With the help of (PP*), we can compute Cr(M1/H), Cr(M1/H'), Cr(M2/H), and so on, even if H does not explicitly assign probabilities to microstates.
(PP*) also helps a little with problem (2). Suppose all we know is that the microstate for toss 1 is not among M1..M500. This increases our credence in tails. We can use (PP*) to compute the likelihoods Cr(~(M1..M500)/H) and Cr(~(M1..M500)/H'): the latter will plausibly be greater than the former, so the partial information about microstates here supports H1. But now what happens when we then observe that the outcome is (say) heads? On the face of it, we can apply neither Lewis's Principal Principle nor the above revision, because we have inadmissible background information.
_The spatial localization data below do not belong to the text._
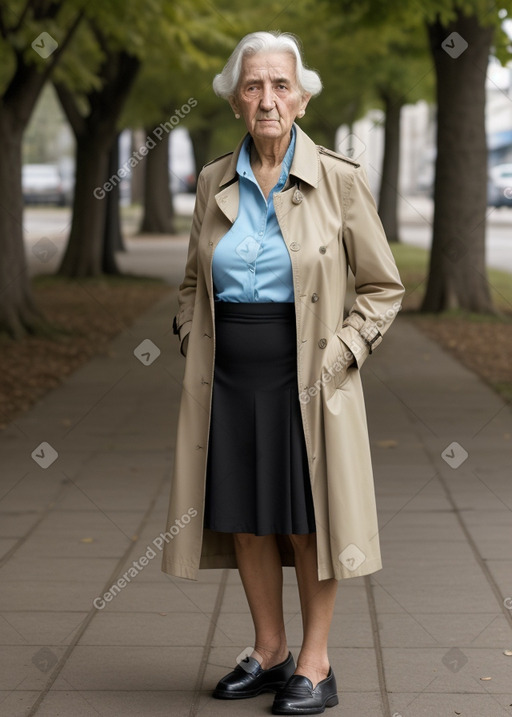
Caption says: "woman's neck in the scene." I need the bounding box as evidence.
[250,134,291,171]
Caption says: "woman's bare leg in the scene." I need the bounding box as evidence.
[234,533,289,669]
[289,533,338,687]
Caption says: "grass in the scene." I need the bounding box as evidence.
[390,242,512,401]
[391,242,512,315]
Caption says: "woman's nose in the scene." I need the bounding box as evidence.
[259,85,275,110]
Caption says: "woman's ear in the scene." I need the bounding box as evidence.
[228,96,240,119]
[300,92,312,116]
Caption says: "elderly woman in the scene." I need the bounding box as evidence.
[161,31,404,715]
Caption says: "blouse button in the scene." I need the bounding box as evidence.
[290,242,301,251]
[311,293,319,303]
[318,338,327,349]
[319,246,327,254]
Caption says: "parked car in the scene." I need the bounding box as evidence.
[488,163,512,208]
[22,164,66,206]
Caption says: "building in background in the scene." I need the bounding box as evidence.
[336,59,512,201]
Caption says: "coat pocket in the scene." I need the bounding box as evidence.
[321,335,355,396]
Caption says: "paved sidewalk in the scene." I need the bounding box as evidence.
[1,292,512,717]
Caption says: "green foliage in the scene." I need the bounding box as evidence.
[0,1,84,94]
[121,0,239,129]
[48,0,240,134]
[328,0,512,25]
[327,0,512,46]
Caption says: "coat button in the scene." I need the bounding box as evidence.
[292,189,303,204]
[319,246,327,254]
[318,338,327,349]
[290,242,301,251]
[311,293,319,302]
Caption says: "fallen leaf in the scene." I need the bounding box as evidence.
[0,281,170,427]
[375,439,398,449]
[80,537,94,543]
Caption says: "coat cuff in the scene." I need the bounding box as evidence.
[337,313,383,368]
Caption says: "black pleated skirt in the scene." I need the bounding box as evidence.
[204,302,316,535]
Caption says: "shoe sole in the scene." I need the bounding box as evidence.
[272,694,339,714]
[213,681,288,700]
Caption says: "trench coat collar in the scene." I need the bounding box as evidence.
[218,123,319,190]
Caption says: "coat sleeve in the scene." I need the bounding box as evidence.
[338,164,405,368]
[173,171,208,356]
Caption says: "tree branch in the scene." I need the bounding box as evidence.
[93,51,141,141]
[2,5,84,119]
[90,21,110,58]
[30,0,61,22]
[36,7,85,87]
[54,82,86,137]
[12,0,39,33]
[0,6,8,39]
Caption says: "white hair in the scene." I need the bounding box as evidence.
[213,31,322,99]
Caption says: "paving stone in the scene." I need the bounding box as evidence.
[52,646,203,691]
[80,612,211,646]
[383,646,512,694]
[1,289,512,716]
[388,691,512,717]
[35,690,196,717]
[0,612,87,646]
[0,691,40,717]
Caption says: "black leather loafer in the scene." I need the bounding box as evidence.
[212,651,295,700]
[272,668,338,714]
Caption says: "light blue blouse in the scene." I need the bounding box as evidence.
[212,127,296,302]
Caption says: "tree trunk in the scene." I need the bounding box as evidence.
[0,115,40,337]
[378,92,402,243]
[58,137,110,277]
[139,127,175,234]
[422,11,494,313]
[129,129,146,204]
[102,133,124,274]
[55,51,140,277]
[0,7,84,336]
[189,125,214,180]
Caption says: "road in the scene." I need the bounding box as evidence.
[23,194,512,281]
[399,195,512,272]
[23,195,195,284]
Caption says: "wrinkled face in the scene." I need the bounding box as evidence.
[231,51,310,143]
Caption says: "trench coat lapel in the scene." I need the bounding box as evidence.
[214,134,244,223]
[289,125,320,189]
[214,124,319,225]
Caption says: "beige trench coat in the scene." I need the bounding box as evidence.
[161,124,404,581]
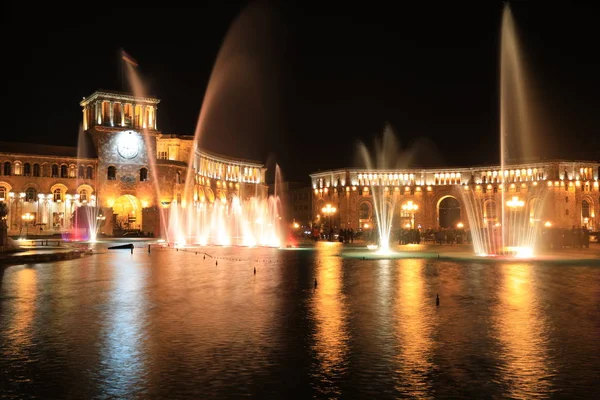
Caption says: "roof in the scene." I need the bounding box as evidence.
[0,135,97,159]
[80,89,160,107]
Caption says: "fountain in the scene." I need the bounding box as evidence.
[356,123,407,255]
[462,3,545,257]
[123,2,284,247]
[64,124,105,242]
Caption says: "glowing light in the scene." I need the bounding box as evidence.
[506,196,524,208]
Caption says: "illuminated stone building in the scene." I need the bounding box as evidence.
[0,90,267,237]
[310,162,600,234]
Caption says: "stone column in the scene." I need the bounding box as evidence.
[154,106,158,129]
[110,101,114,126]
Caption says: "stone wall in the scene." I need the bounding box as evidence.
[313,182,600,232]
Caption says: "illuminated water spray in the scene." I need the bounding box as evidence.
[462,3,545,257]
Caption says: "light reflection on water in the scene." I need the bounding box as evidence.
[310,244,349,398]
[494,264,555,398]
[1,245,599,399]
[394,259,435,398]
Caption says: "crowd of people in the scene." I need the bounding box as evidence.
[307,224,596,250]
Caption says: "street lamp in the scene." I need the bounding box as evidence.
[506,196,524,208]
[321,204,337,241]
[402,201,418,229]
[21,212,34,238]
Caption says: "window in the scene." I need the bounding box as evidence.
[86,166,93,179]
[158,151,167,160]
[26,188,36,202]
[107,166,116,180]
[51,164,59,177]
[0,186,6,200]
[14,162,22,175]
[176,171,181,184]
[23,163,31,176]
[565,196,569,203]
[359,203,370,219]
[78,166,85,178]
[3,162,11,176]
[485,201,498,221]
[60,165,68,178]
[33,164,40,177]
[53,189,62,202]
[79,190,88,202]
[582,200,590,219]
[140,167,148,182]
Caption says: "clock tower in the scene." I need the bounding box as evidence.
[80,90,161,235]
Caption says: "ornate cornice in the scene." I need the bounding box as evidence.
[196,148,264,168]
[80,90,160,107]
[92,126,159,136]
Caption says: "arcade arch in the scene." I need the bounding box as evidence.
[437,196,461,228]
[113,195,142,232]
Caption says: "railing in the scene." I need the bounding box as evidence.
[17,239,62,247]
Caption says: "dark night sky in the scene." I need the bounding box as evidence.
[2,1,599,182]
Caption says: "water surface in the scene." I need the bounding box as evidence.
[1,243,599,399]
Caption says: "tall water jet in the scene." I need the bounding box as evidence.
[162,2,284,247]
[356,123,407,253]
[462,3,546,257]
[182,1,284,204]
[124,62,171,241]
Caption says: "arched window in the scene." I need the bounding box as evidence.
[86,166,93,179]
[0,186,7,200]
[53,188,62,202]
[3,162,11,176]
[78,166,85,178]
[23,163,31,176]
[13,162,22,175]
[60,165,68,178]
[26,187,37,202]
[582,200,590,219]
[79,190,88,202]
[485,201,497,223]
[438,197,461,228]
[51,164,59,177]
[140,167,148,182]
[107,166,116,180]
[359,202,370,219]
[33,163,40,177]
[176,171,181,184]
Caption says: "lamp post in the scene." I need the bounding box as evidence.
[402,201,418,229]
[21,212,34,238]
[321,204,336,241]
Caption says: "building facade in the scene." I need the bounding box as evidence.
[276,182,313,229]
[0,90,268,237]
[310,162,600,235]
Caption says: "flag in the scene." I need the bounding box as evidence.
[121,49,138,67]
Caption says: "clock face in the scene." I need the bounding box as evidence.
[117,133,140,159]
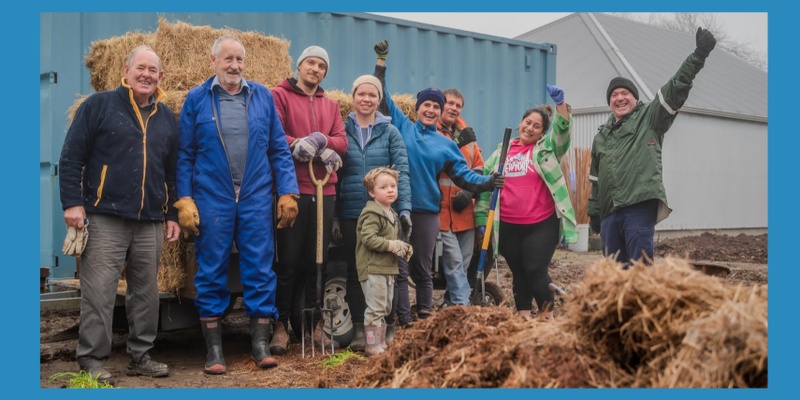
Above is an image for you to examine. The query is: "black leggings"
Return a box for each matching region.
[498,212,559,312]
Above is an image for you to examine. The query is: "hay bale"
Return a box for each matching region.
[161,89,187,118]
[391,94,417,121]
[153,17,292,91]
[157,234,187,295]
[85,31,157,92]
[561,257,768,387]
[656,286,768,388]
[84,17,293,94]
[324,90,353,122]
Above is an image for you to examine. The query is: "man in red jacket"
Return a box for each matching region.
[270,45,348,353]
[437,89,485,306]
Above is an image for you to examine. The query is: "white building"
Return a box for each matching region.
[517,13,768,237]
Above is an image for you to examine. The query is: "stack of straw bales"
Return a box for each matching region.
[353,257,767,388]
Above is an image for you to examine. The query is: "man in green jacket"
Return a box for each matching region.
[588,27,716,266]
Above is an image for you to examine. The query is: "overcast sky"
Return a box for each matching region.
[371,13,768,56]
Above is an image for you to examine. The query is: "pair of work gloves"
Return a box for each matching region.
[173,194,300,238]
[62,219,88,256]
[387,239,413,261]
[291,132,342,173]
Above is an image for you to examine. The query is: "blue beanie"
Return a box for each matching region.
[415,87,445,111]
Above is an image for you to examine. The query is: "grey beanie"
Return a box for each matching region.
[297,45,330,75]
[606,77,639,104]
[351,75,383,101]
That is, our credence comes from an initial credence by conditioning on some inadmissible A, namely ~(M1..M500).
However, we don't actually need to use another instance of (PP*). The earlier application, before we learned ~(M1..M500), fixes our initial credence Cr(Mi/H) in any microstate Mi conditional on H (or H'). We can then easily compute the posterior credence of Mi conditional on H (or H') after some microstates have been ruled out: simply redistribute the probability among the remaining microstate in proportion to their previous probability. It's just conditionalization. That gives us, among other things, Cr(M1..M1000/H & ~(M1..M500)), without another application of the Principal Principle.
So inadmissible evidence raises some interesting issues for Bayesian confirmation theory, but it looks like it does not pose any insurmountable problems.